Kesimpulan….buku Albert Hourani itu bagus. Ia sukses menceritakan bagaimana dinamika pemikiran Arab di zaman Liberal. Kata filosuf, pemikiran manusia tidak tumbuh di alam kosong, ia selalu merupakan rentetan dari pemikiran sebelumnya, sekitarnya dan ia bersifat evolutif. Ide Abduh adalah rentetan utamanya dari ide Compte kata Hourani. Dan KH. Ahmad Dahlan di Indonesia dikatakan terispirasi oleh ide2 Abduh. Pemikiran Abduh di dunia Islam ibarat sebatang pohon, tumbuh terus berkembang, terus membesar dengan berbagai dahan dan rantingnya, ada yang sukses hidup, ada yang patah/kandas di tengah perjalanan hidupnya sesuai dengan zaman dan tempat hidupnya (the survival of the fittest). Jum’at depan akan kita bicarakan pengaruh ide Abduh pada generasi se zaman dan generasi sesudahnya baik Muslim maupun non-Muslim.

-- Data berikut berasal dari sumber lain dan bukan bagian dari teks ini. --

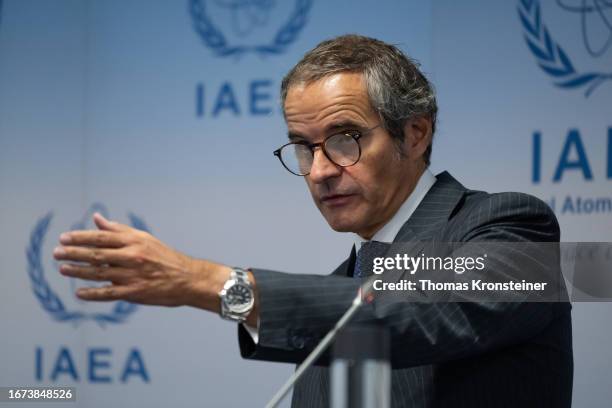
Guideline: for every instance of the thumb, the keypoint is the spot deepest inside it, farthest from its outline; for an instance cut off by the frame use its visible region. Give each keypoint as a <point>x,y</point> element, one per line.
<point>104,224</point>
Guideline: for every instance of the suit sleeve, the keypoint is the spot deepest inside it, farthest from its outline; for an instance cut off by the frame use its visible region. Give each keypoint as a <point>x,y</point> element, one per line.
<point>296,311</point>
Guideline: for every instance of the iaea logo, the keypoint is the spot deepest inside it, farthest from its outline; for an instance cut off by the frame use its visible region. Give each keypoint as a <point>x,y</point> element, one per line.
<point>237,27</point>
<point>47,297</point>
<point>594,18</point>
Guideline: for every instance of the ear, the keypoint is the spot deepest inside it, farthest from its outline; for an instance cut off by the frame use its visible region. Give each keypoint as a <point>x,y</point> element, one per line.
<point>417,137</point>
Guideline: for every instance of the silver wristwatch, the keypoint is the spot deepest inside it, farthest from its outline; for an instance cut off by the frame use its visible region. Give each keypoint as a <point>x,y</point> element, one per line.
<point>237,297</point>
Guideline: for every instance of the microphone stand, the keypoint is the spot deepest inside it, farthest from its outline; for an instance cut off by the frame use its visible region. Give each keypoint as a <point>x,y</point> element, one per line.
<point>364,290</point>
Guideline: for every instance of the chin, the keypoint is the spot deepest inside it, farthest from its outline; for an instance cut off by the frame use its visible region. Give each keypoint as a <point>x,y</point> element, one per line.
<point>342,225</point>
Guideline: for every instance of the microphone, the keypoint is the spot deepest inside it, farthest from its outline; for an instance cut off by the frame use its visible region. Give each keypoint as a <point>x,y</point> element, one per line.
<point>365,291</point>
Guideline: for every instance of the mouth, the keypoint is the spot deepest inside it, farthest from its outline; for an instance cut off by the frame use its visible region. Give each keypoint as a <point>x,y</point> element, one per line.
<point>337,200</point>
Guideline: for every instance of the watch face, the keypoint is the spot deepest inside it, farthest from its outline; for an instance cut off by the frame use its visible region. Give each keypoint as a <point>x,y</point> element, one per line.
<point>239,298</point>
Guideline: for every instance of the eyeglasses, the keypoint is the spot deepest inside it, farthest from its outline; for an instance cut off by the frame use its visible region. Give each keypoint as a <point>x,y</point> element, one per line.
<point>342,149</point>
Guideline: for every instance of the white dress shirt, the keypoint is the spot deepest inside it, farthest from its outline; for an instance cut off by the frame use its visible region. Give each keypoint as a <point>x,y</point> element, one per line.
<point>388,232</point>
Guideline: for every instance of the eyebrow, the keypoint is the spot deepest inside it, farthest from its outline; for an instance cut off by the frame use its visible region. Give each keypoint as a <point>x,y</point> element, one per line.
<point>334,126</point>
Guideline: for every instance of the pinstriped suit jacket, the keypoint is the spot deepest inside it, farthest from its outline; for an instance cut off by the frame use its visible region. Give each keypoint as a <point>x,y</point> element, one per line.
<point>443,354</point>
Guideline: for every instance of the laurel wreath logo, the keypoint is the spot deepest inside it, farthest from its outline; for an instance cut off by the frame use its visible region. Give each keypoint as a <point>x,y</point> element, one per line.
<point>214,38</point>
<point>49,300</point>
<point>551,58</point>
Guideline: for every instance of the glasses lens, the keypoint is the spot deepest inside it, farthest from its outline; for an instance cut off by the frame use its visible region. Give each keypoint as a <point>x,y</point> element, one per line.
<point>297,158</point>
<point>342,149</point>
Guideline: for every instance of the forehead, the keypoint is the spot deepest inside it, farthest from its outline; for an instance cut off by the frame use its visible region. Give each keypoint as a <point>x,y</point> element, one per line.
<point>338,97</point>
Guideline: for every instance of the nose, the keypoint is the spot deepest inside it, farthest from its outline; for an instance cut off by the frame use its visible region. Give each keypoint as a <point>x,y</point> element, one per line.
<point>322,168</point>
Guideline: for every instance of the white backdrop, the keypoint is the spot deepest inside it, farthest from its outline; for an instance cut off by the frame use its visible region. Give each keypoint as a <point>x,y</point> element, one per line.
<point>165,113</point>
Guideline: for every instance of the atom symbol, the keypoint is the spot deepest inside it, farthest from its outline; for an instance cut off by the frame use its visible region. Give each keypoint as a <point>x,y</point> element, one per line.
<point>594,21</point>
<point>247,14</point>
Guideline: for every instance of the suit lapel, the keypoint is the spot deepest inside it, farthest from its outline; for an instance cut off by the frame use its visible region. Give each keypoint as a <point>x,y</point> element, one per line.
<point>429,217</point>
<point>434,211</point>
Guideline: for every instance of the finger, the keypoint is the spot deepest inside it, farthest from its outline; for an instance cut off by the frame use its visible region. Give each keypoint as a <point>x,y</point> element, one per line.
<point>96,273</point>
<point>107,225</point>
<point>101,239</point>
<point>105,293</point>
<point>94,256</point>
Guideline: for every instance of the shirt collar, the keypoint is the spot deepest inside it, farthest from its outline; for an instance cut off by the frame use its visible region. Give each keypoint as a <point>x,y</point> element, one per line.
<point>388,232</point>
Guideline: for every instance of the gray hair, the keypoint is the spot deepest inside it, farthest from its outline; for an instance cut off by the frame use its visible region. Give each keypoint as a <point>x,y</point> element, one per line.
<point>397,90</point>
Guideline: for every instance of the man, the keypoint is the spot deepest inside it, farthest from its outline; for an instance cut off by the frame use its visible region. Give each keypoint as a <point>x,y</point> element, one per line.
<point>361,118</point>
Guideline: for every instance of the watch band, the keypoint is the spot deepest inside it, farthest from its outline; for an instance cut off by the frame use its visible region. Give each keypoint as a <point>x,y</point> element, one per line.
<point>238,277</point>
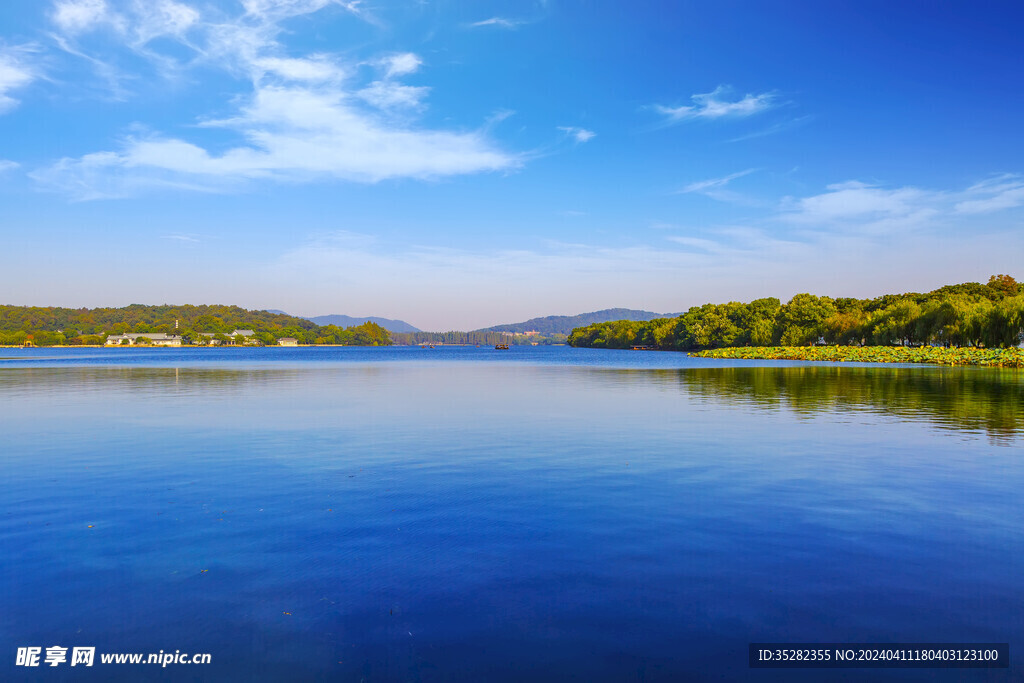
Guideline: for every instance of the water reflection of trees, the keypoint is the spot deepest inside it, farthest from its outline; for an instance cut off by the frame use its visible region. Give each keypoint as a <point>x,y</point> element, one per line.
<point>963,398</point>
<point>156,380</point>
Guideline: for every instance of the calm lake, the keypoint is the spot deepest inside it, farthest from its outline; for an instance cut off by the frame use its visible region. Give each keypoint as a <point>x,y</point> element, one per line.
<point>466,514</point>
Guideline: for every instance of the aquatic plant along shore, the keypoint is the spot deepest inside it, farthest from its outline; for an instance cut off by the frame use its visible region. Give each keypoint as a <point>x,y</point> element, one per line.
<point>995,357</point>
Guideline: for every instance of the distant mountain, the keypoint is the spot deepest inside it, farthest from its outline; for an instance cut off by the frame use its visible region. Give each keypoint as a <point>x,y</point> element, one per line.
<point>348,321</point>
<point>562,325</point>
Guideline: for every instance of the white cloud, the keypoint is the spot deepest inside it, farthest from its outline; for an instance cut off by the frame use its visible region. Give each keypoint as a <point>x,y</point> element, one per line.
<point>388,95</point>
<point>705,186</point>
<point>1005,191</point>
<point>163,17</point>
<point>578,134</point>
<point>400,65</point>
<point>872,208</point>
<point>499,22</point>
<point>714,104</point>
<point>314,68</point>
<point>306,118</point>
<point>294,134</point>
<point>14,73</point>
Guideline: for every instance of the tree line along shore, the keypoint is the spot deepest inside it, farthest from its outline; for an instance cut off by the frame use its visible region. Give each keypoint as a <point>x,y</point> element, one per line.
<point>970,315</point>
<point>195,326</point>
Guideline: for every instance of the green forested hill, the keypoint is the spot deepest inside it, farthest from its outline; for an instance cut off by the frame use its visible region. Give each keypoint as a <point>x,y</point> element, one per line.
<point>967,314</point>
<point>562,325</point>
<point>49,326</point>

Significance of Issue (Hikmah). Sekarang saat yang tepat untuk meninjau ulang bila sarjana2 mengatakan bahwa KH Ahmad Dahlan (pendiri Muhammadiyah) terpengaruh oleh ide2 pembaruan Abduh. Bila dilacak kepada tulisan Hourani dalam bukunya di atas, apa bentuk ide2 Abduh tersebut, dan apa dampaknya? Pertama, nampak pengaruh Abduh pada penekanan Muhammadiyah untuk kembali kepada al-Qur’an dan al-Sunnah. Tetapi bukankah KH Dahlan itu, kata Jainuri, tokoh pembaru, sementara ide al-ruju’ ila al-Qur’an wa al-Sunnah al-Maqbulah adalah penegasan Majelis Tarjih yang berdiri pada tahun 1927 sebagai anti-tesis terhadap TBC (Tachayyul, Bid’ah dan Churafat)? Kedua, jauhi taqlid buta. Tetapi Muhammadiyah tidak meletakkan posisi ratio di atas wahyu sebagaimana Abduh. Kesulitan yang dihadapi untuk tegaknya ide pengaruh Abduh antara lain kini dalam warga Muhammadiyah yang diisi oleh ‘banyak wajah’, diantaranya terdapat golongan Salafi. Maka kritik Munir Mulkhan pada warga Muhammadiyah ialah agar jangan hanya meniru jejak bukti nyata kerja Kh Ahmad Dahlan semasa hidupnya seperti dengan hanya memperbanyak jumlah pembangunan rumah sakit, panti asuhan, dan lainnya, tetapi seyogyanya yang ditiru dari KH Dahlan adalah ide dasar, semangat pembaruannya yang tak kunjung padam dengan berbasis teologi al-Ma’un. Ibarat ular yang melepaskan kulitnya, jangan terpesona dengan kulit ular yang ditinggalkannya, tetapi lihat kemana dinamika arah geraknya. Cara mengintip ‘ide dasar’ semacam itu, menurut saya, seyogyanya adalah ontologis dan hermeneutis, tetapi Muhammadiyah mengandalkan kinerja produk think-tanknya yang bernama Majelis Tarjih, dan Majelis ini menurut penelitian saya metodologis. Sementara kelemahan metode, menurut Gadamer, ia hanya mampu menyingkapkan kebenaran yang memang sudah implisit dalam metode tersebut: kebenaran2 yang sudah implisit dalam metode bayani dan dalam metode burhani.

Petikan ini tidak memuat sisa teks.